Apatride

Deux vies sont mises en parallèle. D’un côté, celle d’Esha qui a quitté Calcutta pour rejoindre Paris et être enseignante. Elle se confronte à son rêve de la ville lumière, à la violence des jeunes générations et découvre son statut d’étrangère. De l’autre, celle de Mina qui est restée à Calcutta mais est hantée par un secret et des maux douloureux. Entre ces deux femmes, un trait d’union en la personne de Marie. Trois destins qui se croisent et révèlent la violence faite aux êtres.

Pourtant ce n’était pas ainsi au début. Ce qui lui revenait sans cesse à l’esprit, c’étaient les après-midi, la Seine qui n’était pas grise mais verte, transparente de lumière et de soleil, les ponts, les parapets de pierre, le réchauffement lent de la pierre, les rambardes aux grilles couvertes de cadenas accrochés par les amoureux, que plus tard elle retrouverait comme motif sur le manteau d’une créatrice de mode. C’était tout de même curieux d’associer l’amour à l’emprisonnement, pensait-elle.

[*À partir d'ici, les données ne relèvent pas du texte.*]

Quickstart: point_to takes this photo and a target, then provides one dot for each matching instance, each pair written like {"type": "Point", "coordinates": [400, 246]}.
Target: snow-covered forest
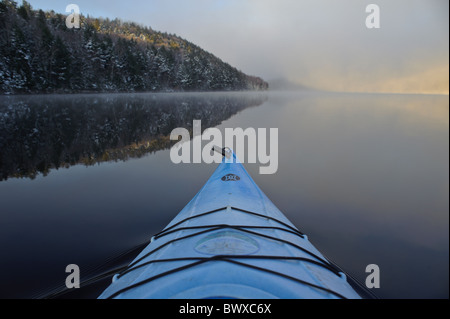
{"type": "Point", "coordinates": [39, 54]}
{"type": "Point", "coordinates": [41, 133]}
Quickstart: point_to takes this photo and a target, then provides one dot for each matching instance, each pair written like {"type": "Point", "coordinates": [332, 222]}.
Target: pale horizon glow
{"type": "Point", "coordinates": [319, 44]}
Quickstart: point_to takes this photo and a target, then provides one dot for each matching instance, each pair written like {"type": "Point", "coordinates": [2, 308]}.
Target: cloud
{"type": "Point", "coordinates": [323, 44]}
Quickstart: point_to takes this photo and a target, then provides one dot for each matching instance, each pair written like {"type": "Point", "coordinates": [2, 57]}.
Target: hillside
{"type": "Point", "coordinates": [39, 54]}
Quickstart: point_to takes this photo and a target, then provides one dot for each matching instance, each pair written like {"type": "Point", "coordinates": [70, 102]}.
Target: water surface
{"type": "Point", "coordinates": [85, 177]}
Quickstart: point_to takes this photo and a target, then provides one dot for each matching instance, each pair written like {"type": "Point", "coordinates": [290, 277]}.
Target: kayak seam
{"type": "Point", "coordinates": [235, 208]}
{"type": "Point", "coordinates": [226, 225]}
{"type": "Point", "coordinates": [226, 259]}
{"type": "Point", "coordinates": [130, 268]}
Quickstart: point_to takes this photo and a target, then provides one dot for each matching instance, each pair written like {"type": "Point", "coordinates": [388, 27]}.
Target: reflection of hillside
{"type": "Point", "coordinates": [38, 134]}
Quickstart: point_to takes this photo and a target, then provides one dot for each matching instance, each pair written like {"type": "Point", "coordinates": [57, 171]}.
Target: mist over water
{"type": "Point", "coordinates": [364, 175]}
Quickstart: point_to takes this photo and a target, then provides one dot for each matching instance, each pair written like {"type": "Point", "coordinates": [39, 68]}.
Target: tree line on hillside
{"type": "Point", "coordinates": [39, 54]}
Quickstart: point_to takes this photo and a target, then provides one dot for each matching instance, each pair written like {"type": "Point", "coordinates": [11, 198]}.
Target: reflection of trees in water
{"type": "Point", "coordinates": [41, 133]}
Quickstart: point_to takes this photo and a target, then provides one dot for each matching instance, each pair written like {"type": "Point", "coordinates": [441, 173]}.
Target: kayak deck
{"type": "Point", "coordinates": [230, 241]}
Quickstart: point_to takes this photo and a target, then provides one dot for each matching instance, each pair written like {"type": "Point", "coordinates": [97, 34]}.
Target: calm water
{"type": "Point", "coordinates": [84, 178]}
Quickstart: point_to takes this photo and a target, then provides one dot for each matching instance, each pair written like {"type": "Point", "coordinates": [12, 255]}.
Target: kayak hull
{"type": "Point", "coordinates": [230, 241]}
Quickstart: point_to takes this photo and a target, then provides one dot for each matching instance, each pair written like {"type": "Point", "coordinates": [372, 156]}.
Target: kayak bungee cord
{"type": "Point", "coordinates": [218, 227]}
{"type": "Point", "coordinates": [226, 259]}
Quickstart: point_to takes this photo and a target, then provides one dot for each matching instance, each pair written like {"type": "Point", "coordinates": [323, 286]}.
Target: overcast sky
{"type": "Point", "coordinates": [323, 44]}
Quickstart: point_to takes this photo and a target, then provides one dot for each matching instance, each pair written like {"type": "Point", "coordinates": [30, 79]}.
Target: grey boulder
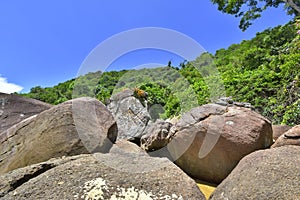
{"type": "Point", "coordinates": [75, 127]}
{"type": "Point", "coordinates": [264, 174]}
{"type": "Point", "coordinates": [15, 108]}
{"type": "Point", "coordinates": [100, 176]}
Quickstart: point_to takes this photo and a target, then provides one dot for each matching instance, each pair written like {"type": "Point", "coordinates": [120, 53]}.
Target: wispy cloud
{"type": "Point", "coordinates": [8, 88]}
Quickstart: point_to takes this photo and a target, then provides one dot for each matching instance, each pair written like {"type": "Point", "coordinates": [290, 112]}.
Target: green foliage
{"type": "Point", "coordinates": [252, 9]}
{"type": "Point", "coordinates": [264, 71]}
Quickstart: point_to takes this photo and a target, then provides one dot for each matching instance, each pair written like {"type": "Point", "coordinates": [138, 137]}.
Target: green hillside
{"type": "Point", "coordinates": [264, 71]}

Ce roman épluche d’une manière très précise le statut de chaque personnage. L’autrice développe une véritable introspection en saisissant les faiblesses et les douleurs de chaque femme. Elle évite soigneusement les clichés et les raccourcis pour affronter les questions de cette société qui va de Paris à Calcutta. Shumona Sinha embrasse le monde et par quelques effets déstabilise. Elle parvient ainsi à retranscrire la politique tant française qu’indienne en supprimant les étiquettes et en conservant les slogans. Ainsi « le changement, c’est maintenant » devient une phrase d’un parti conservateur. Cette pirouette n’est pas là pour réduire la politique mais pour poser la question de mots. Quels sont ceux que nous devons utiliser pour résoudre ou apaiser les maux? Ceux des femmes, des étrangers, des professeurs, des célibataires, des isolés… Ce roman n’est pas un texte féministe mais humaniste. Bien que la construction (allers-retours entre Paris et Calcutta, entre Esha et Mina) alourdisse parfois la lecture, le fond de l’histoire s’attaque aux origines de la violence et toutes les démonstrations perceptibles dans notre monde.

Ce roman de Shumona Sinha est publié aux Éditions de l’Olivier au prix de 17,50€.